There is a LOT of misinformation, not to mention outright lies, concerning connectors and their associated wiring. The RCA connector is a coaxial-style connector, similar for example to a BNC-type connector. The BNC is impedance-controlled by its manufacturing design. The RCA is simply a coaxial, shielded, small-signal connector, widely used for audio and NTSC analog composite video, but with no specified impedance. It was also used to connect radio-frequency signals, mostly between units in a single chassis, as between a rotary channel tuner and the televison main chassis. Sometimes the RCA male connector was permanently soldered to a chassis-mounted female RCA connector. I believe (without proof) this was just to ensure the reliability of the connection and prevent an accidental disconnection. I still use RCA connectors to this day because they (1) do the job and (2) are usually dirt cheap.

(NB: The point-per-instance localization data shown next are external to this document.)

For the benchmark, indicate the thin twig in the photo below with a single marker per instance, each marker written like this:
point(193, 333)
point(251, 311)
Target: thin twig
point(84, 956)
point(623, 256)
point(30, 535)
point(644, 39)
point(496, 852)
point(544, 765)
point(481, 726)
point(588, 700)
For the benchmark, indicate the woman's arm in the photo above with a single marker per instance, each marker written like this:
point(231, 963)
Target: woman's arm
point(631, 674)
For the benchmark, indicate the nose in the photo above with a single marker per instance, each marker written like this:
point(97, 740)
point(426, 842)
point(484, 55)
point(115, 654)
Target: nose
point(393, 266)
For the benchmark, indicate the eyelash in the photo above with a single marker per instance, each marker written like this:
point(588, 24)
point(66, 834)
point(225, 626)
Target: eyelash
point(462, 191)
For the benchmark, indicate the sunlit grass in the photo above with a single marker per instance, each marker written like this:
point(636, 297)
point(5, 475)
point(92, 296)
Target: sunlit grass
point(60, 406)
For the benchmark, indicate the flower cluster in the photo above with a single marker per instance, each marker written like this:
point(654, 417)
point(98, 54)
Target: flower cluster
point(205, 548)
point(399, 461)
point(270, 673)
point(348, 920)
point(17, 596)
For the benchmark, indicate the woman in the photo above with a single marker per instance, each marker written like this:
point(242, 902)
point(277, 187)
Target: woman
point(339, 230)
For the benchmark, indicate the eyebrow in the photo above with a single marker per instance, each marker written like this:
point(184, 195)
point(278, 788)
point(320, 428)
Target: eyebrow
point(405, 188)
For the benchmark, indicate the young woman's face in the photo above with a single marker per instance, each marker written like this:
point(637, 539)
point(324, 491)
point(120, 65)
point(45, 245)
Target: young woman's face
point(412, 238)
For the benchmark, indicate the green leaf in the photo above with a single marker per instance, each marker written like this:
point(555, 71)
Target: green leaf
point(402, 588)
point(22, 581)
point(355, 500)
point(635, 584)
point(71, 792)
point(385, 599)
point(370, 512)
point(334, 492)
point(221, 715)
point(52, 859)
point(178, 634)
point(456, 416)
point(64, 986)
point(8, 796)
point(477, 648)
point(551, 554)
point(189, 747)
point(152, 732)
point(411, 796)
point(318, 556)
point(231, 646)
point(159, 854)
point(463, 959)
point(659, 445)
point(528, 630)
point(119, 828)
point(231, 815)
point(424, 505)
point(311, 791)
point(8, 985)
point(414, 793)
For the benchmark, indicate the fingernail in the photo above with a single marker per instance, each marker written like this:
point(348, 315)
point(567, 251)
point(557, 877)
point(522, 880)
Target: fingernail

During the "hi-fi" craze that occurred after the end of World War II in the previous century, there appeared a class of listeners who possessed "Golden Ears" that could allegedly detect the slightest distortion in sound reproduction... regardless of whether or not such low levels of distortion were actually measurable with sensitive electronic equipment. To satisfy the "needs" of this elite group of individuals, RCA connectors were manufactured and sold with gold plating on their contacts instead of the usual tin plating. The Golden Ears insisted they could hear the difference between ordinary RCA connectors and the gold-plated RCA connectors. More than that, these folks were willing to pay exorbitant prices for the gold-plated connectors. That wasn't enough. The next "big thing" was zip-cord speaker wire: originally just ordinary 14 AWG lamp cord, the Golden Ears demanded that it be made from "oxygen-free high-conductivity" or OFHC copper wire. Later, with lower-impedance speakers becoming popular, because of power semiconductor output stages that needed no transformers to match impedance between pentode power tube plate circuits and loudspeakers, a larger gauge wire was also deemed necessary. Some aficionados even went as far as using ultra-stranded, ultra-flexible, welding cable to connect their speakers!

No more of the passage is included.